Il Carciofo – De Artisjok
De artisjok is een distelachtig ding. Hoe kom je erop dat je zoiets eten kan? Zeker, de mens is daar al heel lang achter. Maar één iemand moet toch de eerste zijn geweest, iemand die zich schrap zette voor deze culinaire bungy-jump. Door honger gedreven, zou je denken, niet door nieuwsgierigheid. Want dat rare ding ziet er zó oneetbaar uit dat je zelfs zou zweren dat-ie ook nog giftig is. Artisjokken-eter nummer één verdient dan ook een standbeeld. Hoewel, sommige mensen zouden juist een moord doen om er geen te hoeven eten. Maar, lekker of niet, artisjokken zijn goed voor je. Vooral voor de lever, een orgaan waar volgens de Italianen de moed van een mens in huist. Lef leeft dus in de lever, terwijl je van de artisjok juist het hart moet hebben. Het jonge hart. Want als je er te laat bij bent, dan blijkt het een bloem. Een bloem in de knop, die je niet meer eten kan wanneer de pubertijd eenmaal ingetreden is. Voordat ze gaat stralen, schitterend paarsblauw. ‘Ze’, want ze is een vrouw.

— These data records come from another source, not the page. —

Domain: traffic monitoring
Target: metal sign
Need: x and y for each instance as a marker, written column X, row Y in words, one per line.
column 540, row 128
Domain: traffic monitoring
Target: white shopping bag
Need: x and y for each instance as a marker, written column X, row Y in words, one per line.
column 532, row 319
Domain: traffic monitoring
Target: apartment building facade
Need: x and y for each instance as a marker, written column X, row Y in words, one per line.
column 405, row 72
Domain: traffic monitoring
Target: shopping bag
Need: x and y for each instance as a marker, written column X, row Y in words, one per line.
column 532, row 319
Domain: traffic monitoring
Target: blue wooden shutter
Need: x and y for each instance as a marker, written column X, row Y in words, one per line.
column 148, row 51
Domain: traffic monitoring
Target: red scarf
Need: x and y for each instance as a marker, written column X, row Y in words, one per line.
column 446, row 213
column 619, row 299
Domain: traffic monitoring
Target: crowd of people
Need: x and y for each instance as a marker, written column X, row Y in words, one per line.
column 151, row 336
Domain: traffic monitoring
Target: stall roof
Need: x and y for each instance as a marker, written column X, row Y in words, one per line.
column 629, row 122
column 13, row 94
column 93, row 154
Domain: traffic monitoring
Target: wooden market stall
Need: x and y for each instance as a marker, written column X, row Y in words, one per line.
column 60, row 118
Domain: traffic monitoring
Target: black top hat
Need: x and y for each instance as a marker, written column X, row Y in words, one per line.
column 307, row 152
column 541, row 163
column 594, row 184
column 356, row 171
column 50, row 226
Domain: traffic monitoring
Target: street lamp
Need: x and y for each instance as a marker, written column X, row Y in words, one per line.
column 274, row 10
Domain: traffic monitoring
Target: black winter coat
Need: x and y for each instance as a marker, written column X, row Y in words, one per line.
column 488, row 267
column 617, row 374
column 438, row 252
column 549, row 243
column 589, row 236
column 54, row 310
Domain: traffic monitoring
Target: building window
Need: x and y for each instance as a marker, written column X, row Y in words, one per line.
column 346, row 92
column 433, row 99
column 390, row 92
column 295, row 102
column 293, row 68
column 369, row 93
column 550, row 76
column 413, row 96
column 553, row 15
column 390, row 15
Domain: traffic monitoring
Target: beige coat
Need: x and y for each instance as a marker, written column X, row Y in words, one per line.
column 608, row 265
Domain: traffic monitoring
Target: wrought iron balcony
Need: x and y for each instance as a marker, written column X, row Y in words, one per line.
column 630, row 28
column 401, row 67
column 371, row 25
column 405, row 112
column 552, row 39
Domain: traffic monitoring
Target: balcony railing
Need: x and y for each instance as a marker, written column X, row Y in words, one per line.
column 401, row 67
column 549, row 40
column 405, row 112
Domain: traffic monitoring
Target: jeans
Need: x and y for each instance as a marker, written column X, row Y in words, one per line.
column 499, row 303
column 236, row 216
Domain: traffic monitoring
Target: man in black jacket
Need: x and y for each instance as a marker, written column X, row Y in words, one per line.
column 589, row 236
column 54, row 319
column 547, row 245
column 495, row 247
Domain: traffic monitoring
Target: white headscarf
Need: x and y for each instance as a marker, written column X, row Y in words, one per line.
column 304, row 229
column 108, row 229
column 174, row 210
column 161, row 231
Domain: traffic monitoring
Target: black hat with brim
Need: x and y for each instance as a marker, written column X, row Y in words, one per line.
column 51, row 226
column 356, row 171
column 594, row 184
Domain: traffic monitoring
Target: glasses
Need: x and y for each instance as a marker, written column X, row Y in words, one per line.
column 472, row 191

Het was de beeldschone Cynara die niet alleen haar naam aan deze plant geschonken heeft, maar ook zichzelf: ze werd er zelf een. Cynara probeerde aan de hitsige Zeus te ontkomen, waarvoor hij haar strafte met een verandering van gedaante. Tot artisjok. Van onweerstaanbaar aaibaar tot stekelplant, eerder een artishock.

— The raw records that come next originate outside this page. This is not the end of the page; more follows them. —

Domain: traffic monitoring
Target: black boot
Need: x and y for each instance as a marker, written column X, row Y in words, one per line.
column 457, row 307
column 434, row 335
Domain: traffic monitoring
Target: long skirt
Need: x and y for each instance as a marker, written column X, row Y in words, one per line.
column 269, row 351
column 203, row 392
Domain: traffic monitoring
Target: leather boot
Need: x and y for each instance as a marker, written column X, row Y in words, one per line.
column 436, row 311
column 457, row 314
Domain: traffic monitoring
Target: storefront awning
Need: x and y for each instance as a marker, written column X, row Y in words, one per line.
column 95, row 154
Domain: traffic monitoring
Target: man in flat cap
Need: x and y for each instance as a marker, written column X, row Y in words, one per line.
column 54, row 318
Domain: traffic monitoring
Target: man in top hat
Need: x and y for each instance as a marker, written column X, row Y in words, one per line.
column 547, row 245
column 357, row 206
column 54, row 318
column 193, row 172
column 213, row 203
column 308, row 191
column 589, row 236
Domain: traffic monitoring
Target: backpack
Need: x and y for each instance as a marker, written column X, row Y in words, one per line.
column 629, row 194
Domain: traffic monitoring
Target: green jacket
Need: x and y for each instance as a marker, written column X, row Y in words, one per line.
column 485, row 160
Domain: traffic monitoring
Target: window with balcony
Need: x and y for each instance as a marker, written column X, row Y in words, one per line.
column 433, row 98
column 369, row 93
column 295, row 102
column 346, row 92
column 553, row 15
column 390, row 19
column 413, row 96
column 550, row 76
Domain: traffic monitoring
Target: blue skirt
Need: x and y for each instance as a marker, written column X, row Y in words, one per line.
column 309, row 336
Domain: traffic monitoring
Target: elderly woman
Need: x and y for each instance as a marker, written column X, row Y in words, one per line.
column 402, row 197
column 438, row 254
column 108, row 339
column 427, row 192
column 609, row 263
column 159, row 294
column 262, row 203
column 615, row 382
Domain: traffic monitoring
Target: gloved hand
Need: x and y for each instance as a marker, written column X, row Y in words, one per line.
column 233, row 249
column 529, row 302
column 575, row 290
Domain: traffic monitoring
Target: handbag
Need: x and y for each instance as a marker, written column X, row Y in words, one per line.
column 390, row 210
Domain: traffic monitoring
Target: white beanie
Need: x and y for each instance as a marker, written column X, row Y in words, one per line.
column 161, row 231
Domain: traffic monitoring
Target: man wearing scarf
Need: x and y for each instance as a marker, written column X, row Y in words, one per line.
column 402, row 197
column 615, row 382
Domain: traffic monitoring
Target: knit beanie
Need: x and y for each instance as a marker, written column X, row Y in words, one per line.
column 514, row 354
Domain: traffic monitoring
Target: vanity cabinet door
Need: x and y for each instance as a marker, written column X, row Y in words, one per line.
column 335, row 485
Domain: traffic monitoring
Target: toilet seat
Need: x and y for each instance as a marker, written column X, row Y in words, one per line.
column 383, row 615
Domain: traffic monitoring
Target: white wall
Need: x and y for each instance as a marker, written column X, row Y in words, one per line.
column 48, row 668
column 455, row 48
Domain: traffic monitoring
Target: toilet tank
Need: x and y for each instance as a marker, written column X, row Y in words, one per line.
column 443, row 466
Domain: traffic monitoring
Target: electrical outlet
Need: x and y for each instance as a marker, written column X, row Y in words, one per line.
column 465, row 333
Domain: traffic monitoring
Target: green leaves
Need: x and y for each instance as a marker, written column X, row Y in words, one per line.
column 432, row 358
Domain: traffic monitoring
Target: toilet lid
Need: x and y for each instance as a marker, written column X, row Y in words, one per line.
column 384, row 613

De wonderlijke naam die wij aan het ding geven voert terug op het Arabisch. Maar wetenschappers houden het bij dat mooie meisje. Vandaar, misschien, dat de cynara volgens de hoopvollen ook goed is voor de liefde. En zelfs, wie weet, op een andere manier. Als je kijkt naar die gekke bol, tussen je oogleden door, lijkt het net een lotusbed. Dat waarop ook de boeddha zat.
Je kijkt beter. En, inderdaad, er zit iets op! Het is een grote kever. Glanzend als smaragd.